Antonio Perna
Giornalista free-lance, tessera Odg 58807, cronista dal 1986 anno in cui l'Italia per la prima volta si connette a Internet
I Greci avevano una parola per descrivere l’eccesso, la tracotanza, l’orgoglio che non conosce limiti: hybris.
Era il peccato supremo dell’eroe tragico, la ribellione contro l’ordine del cosmo. Chi osava varcare quella soglia era destinato alla nemesis, alla punizione inesorabile che gli dèi infliggevano a chi si credeva onnipotente.
Vladimir Putin, da oltre vent’anni al Cremlino, incarna oggi questa figura. La sua parabola politica non è quella del semplice autocrate che governa un Paese sterminato con pugno di ferro. Non è soltanto l’uomo che annette territori, che minaccia i vicini, che calcola rapporti di forza e sfrutta debolezze altrui. In lui agisce qualcosa di più profondo: una vera e propria hybris storica, la convinzione che il destino della Russia e il proprio destino personale coincidano, che il secolo XXI debba ancora vedere il trionfo dell’impero russo, trasfigurato in un mito eterno.
Emmanuel Macron, con la cautela del capo di Stato, lo lascia intendere: la Russia di Putin è diventata una potenza di destabilizzazione costante. Non può permettersi la pace, perché la pace significherebbe accettare la misura, riconoscere un limite. E il limite è ciò che Putin non può concepire. Il suo sistema sopravvive solo divorando: territori, energie, uomini. Come Saturno nei dipinti di Goya, egli divora per non essere divorato.
Eppure, attenzione: la hybris non è soltanto russa. È anche europea.
Noi europei abbiamo creduto – dopo il crollo del Muro, dopo Maastricht, dopo l’euro – di essere entrati in una sorta di post-storia. Abbiamo creduto che le guerre fossero un ricordo museale, che il mercato e la diplomazia avessero sostituito per sempre la forza e la paura. Abbiamo pensato che la democrazia liberale fosse irreversibile. Questa è stata la nostra hybris: l’illusione dell’eternità, la convinzione che l’ordine europeo potesse vivere senza conflitti, senza difesa, senza dolore.
Ora la realtà ci si è presentata davanti, brutale. Alle nostre porte c’è un orco armato fino ai denti, che ha già infranto confini, calpestato trattati, violato promesse. E noi, smarriti, ci chiediamo se bastino le sanzioni, se basti la diplomazia, se basti l’ombrello americano. Ci scopriamo vulnerabili e dipendenti.

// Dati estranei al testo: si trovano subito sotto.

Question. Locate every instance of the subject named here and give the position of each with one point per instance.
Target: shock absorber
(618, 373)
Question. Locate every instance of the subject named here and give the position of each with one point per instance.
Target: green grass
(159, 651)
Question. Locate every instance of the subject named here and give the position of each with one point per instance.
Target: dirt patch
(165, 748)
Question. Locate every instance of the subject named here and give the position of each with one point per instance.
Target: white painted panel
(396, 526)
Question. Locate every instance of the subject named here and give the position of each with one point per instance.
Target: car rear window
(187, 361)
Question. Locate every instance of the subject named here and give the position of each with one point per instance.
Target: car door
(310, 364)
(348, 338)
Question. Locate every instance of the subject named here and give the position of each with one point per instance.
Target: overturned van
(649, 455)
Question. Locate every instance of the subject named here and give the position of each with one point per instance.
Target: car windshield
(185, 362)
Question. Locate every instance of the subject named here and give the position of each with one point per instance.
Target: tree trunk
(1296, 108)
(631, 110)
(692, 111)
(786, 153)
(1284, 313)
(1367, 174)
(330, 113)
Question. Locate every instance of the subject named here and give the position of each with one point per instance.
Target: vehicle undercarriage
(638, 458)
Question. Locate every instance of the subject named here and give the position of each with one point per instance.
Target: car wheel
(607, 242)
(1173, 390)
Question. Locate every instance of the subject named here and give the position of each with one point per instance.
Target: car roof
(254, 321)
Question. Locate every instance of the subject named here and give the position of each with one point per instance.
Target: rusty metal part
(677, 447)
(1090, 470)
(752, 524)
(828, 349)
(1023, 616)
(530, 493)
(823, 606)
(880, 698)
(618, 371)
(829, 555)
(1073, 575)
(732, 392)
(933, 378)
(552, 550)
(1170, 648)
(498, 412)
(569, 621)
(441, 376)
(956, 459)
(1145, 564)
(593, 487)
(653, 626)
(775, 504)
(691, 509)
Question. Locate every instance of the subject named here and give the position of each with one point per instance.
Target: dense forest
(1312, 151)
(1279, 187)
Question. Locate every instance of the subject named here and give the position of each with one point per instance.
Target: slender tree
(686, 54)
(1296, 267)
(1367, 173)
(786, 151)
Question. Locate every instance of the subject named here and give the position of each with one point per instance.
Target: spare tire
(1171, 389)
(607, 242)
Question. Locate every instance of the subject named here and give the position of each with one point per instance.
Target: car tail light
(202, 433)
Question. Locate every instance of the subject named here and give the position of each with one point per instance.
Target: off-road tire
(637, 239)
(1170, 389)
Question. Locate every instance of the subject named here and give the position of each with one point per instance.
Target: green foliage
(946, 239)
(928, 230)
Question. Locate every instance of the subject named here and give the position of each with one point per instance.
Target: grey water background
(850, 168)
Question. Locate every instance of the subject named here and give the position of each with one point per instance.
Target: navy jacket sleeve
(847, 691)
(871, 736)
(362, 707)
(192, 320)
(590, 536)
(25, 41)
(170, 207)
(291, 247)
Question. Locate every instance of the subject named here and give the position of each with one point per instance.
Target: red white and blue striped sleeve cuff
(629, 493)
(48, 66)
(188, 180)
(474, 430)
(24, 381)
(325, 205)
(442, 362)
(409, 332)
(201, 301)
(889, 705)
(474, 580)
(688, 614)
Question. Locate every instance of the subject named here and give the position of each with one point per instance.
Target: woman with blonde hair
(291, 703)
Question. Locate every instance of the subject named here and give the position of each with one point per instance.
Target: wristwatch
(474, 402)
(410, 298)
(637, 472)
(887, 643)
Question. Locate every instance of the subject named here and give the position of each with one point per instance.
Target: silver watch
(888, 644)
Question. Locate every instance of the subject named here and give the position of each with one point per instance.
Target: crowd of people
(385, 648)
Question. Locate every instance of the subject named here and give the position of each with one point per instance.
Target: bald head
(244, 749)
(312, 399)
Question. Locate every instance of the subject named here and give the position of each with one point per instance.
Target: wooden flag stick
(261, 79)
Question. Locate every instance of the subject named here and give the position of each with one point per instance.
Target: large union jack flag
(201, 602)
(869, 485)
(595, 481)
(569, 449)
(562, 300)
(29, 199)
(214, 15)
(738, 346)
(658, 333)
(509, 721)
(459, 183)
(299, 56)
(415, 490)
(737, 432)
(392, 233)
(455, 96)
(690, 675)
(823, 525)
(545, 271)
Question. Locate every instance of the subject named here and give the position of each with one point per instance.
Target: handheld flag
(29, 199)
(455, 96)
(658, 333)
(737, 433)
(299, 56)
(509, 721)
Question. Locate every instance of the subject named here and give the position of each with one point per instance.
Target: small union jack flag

Il problema, dunque, non è soltanto Putin. È la nostra capacità di guardare in faccia il mondo com’è, non come vorremmo che fosse. La storia non è finita, non è mai finita: è un fiume che travolge chi si illude di dominarlo. Lo sapeva Tucidide, che narrava la guerra del Peloponneso come eterna lotta tra potenza e giustizia. Lo sapeva Hegel, per il quale la storia è il teatro dello Spirito, che si realizza attraverso conflitti e tragedie. Noi l’abbiamo dimenticato.
Il destino della hybris è sempre la catastrofe. Toccherà a Putin, prima o poi, pagare il prezzo della sua. Ma attenzione: se non recupereremo la sophrosyne, la misura che salva, l’umiltà che riconosce i limiti, rischiamo di condividere la sua caduta. Perché non c’è peggior errore, per una democrazia, che credersi immortale.